Recherchen von 20 Minuten zeigen – der Vorfall vom Wochenende war kein Einzelfall: Ein News-Scout berichtet von einem ähnlichen Erlebnis beim Bürkliplatz: «Vergangene Woche stand ich mit meinem Auto an der Kreuzung, die Ampel zeigte auf Rot und ich hatte das Fenster offen.» Plötzlich sei ein kleiner Bub auf der Strasse neben dem Auto gestanden. «Er fragte mich in gebrochenem Deutsch nach Geld, streckte mir seine offene Hand entgegen. Als ich verneinte, fuhr er auf seinem Trottinett zum nächsten Auto und fragte dort nach Geld.»
«Wenn die Polizei bettelnde Kinder antrifft, werden die Erziehungsberechtigten verzeigt.»
Grundsätzlich gilt: Das Betteln ist in der Stadt Zürich verboten. Wer dagegen verstösst, kann mit einer Busse von 80 bis zu 300 Franken belangt werden. «Wenn die Polizei bettelnde Kinder antrifft, werden die Erziehungsberechtigten verzeigt», sagt Siegenthaler.
Auch Erwachsene, die sich beim Betteln von Kindern begleiten lassen, machen sich laut dem Sprecher wegen Verletzung der Fürsorge- und Erziehungspflicht strafbar. «Die Kinder werden dadurch in ihrer körperlichen und seelischen Entwicklung gefährdet, weil sie am Schulbesuch gehindert und zu strafbarem Verhalten verleitet werden.» Wenn die betroffenen Erwachsenen und Kinder einen festen Wohnsitz in der Schweiz hätten, werde zudem die Kesb verständigt.

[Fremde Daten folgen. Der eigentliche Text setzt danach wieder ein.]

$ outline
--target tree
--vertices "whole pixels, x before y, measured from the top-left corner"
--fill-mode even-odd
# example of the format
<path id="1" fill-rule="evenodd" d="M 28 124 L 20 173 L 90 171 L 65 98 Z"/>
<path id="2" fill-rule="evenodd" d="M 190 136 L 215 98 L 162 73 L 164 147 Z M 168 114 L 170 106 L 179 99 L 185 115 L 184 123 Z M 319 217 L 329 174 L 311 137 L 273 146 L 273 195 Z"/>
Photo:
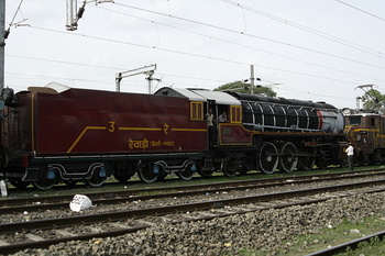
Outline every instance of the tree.
<path id="1" fill-rule="evenodd" d="M 243 81 L 232 81 L 226 85 L 222 85 L 216 89 L 215 91 L 235 91 L 235 92 L 244 92 L 244 93 L 251 93 L 251 84 L 246 84 Z M 277 93 L 273 91 L 268 87 L 264 86 L 254 86 L 254 94 L 262 94 L 267 97 L 276 97 Z"/>
<path id="2" fill-rule="evenodd" d="M 378 113 L 385 113 L 385 96 L 375 89 L 367 90 L 361 98 L 364 110 L 373 110 Z"/>

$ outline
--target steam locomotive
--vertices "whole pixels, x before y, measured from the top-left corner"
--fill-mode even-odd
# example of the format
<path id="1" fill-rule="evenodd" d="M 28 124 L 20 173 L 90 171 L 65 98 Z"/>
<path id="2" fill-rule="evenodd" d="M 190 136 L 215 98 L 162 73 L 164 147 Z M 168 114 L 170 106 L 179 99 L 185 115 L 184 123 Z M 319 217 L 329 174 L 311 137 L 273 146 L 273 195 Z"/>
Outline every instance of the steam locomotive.
<path id="1" fill-rule="evenodd" d="M 311 169 L 343 164 L 344 116 L 324 102 L 205 89 L 154 94 L 59 85 L 2 92 L 1 175 L 13 186 L 101 186 L 138 174 L 144 182 L 176 174 Z M 208 127 L 206 113 L 215 113 Z M 228 122 L 218 122 L 227 112 Z"/>

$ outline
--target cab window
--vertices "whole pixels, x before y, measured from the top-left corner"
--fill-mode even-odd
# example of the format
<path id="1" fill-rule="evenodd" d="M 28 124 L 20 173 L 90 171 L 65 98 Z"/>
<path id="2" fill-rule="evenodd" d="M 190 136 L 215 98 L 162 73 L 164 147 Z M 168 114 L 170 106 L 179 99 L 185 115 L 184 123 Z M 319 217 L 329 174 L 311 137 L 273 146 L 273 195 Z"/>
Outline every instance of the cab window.
<path id="1" fill-rule="evenodd" d="M 231 123 L 242 122 L 241 105 L 231 105 L 230 121 Z"/>
<path id="2" fill-rule="evenodd" d="M 349 124 L 350 125 L 360 125 L 361 123 L 361 115 L 351 115 L 349 116 Z"/>
<path id="3" fill-rule="evenodd" d="M 204 102 L 190 102 L 190 120 L 204 120 Z"/>

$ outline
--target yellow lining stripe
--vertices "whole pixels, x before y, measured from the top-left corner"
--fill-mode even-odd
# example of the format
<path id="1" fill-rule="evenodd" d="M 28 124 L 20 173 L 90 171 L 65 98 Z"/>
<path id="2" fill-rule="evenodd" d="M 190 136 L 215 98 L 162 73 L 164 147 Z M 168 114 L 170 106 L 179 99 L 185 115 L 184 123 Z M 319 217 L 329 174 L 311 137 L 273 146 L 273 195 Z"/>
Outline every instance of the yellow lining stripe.
<path id="1" fill-rule="evenodd" d="M 172 129 L 174 132 L 207 132 L 207 129 Z"/>
<path id="2" fill-rule="evenodd" d="M 86 134 L 86 132 L 88 130 L 107 130 L 106 126 L 87 126 L 82 130 L 82 132 L 80 133 L 80 135 L 76 138 L 76 141 L 74 142 L 74 144 L 69 147 L 69 149 L 67 151 L 67 153 L 70 153 L 74 147 L 76 146 L 76 144 L 78 144 L 78 142 L 81 140 L 81 137 Z"/>
<path id="3" fill-rule="evenodd" d="M 162 131 L 162 129 L 147 129 L 147 127 L 119 127 L 122 131 Z"/>

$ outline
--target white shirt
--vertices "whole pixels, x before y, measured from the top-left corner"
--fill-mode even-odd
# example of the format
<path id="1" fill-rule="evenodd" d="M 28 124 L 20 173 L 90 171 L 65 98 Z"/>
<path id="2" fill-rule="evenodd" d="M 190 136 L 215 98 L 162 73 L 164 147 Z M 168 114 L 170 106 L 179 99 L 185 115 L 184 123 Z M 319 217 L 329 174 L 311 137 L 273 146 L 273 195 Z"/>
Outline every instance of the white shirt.
<path id="1" fill-rule="evenodd" d="M 349 145 L 349 147 L 345 149 L 345 153 L 348 156 L 354 155 L 354 148 L 352 145 Z"/>
<path id="2" fill-rule="evenodd" d="M 206 121 L 207 121 L 207 126 L 213 126 L 213 123 L 212 123 L 212 121 L 213 121 L 213 114 L 211 113 L 207 113 L 206 114 Z"/>

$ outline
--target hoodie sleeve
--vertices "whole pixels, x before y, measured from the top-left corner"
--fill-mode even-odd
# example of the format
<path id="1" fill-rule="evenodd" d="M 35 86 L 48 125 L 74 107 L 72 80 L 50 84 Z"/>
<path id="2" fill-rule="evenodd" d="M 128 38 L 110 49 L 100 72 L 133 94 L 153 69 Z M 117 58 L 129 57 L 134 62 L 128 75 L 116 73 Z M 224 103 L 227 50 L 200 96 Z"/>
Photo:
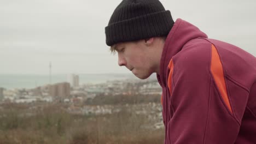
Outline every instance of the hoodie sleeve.
<path id="1" fill-rule="evenodd" d="M 173 112 L 166 143 L 234 143 L 239 132 L 218 52 L 209 44 L 200 46 L 184 50 L 169 64 L 168 104 Z"/>

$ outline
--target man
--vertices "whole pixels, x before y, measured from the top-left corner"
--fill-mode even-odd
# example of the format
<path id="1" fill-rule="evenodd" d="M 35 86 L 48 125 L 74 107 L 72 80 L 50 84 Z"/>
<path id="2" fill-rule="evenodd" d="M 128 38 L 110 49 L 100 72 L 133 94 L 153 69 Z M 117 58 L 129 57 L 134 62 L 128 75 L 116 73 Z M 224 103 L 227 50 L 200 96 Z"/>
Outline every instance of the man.
<path id="1" fill-rule="evenodd" d="M 118 64 L 162 88 L 165 143 L 256 143 L 256 58 L 158 0 L 124 0 L 105 29 Z"/>

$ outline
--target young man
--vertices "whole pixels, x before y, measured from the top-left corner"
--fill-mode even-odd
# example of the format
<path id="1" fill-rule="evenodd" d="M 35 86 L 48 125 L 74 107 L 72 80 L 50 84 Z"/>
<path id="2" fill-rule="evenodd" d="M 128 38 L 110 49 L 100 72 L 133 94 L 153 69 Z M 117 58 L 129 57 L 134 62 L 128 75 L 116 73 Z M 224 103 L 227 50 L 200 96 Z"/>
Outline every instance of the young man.
<path id="1" fill-rule="evenodd" d="M 105 29 L 118 63 L 162 88 L 165 143 L 256 143 L 256 58 L 158 0 L 124 0 Z"/>

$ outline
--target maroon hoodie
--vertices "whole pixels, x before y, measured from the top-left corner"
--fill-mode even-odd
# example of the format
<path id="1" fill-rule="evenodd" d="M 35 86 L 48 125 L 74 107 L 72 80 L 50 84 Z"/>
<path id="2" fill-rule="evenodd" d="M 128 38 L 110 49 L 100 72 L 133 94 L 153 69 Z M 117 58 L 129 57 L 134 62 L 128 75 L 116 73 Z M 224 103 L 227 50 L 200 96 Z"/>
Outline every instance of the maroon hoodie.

«Betteln gefährdet das Kindeswohl»
Gemäss Michael Allgäuer, Präsident der Kinder- und Erwachsenenschutzbehörde (Kesb) Stadt Zürich, werden durch die Polizei jährlich bis zu drei solcher Fälle bei der Behörde gemeldet. «Sobald wir eingeschaltet werden, kontaktieren wir die Erwachsenen und weisen sie darauf hin, dass das Betteln in Zürich grundsätzlich verboten ist und dass der Einsatz von Minderjährigen deren Kindeswohl gefährdet.»
Weitere Massnahmen sind gemäss Allgäuer allerdings schwierig durchzusetzen: «Wegen Bettelns den Eltern ein Kind wegzunehmen, wäre unverhältnismässig.» Auch eine Beistandschaft mache in den meisten Fällen keinen Sinn. «Den Eltern ist oftmals bewusst, dass das Betteln schlecht für die Kinder ist.» Wenn die Kesb den Eindruck habe, dass in einem Fall vertiefte Abklärungen notwendig seien, könne man aber die Sozialen Dienste der Stadt einschalten.
Bettelnde Kinder in Basel
In Basel wurden bereits im Frühling 2021 bettelnde Kinder in der Stadt gesichtet. Laut der Polizei sind damals um die Osterzeit vermehrt Einzelfälle von Kindern im Alter von 15 Jahren oder jünger im Zusammenhang mit Bettelei aufgefallen. Die Polizei reagierte mit Personenkontrollen. Sofern die Erwachsenen anwesend waren, habe man diese kontrolliert und einen Rapport an die zuständige Behörde gestellt.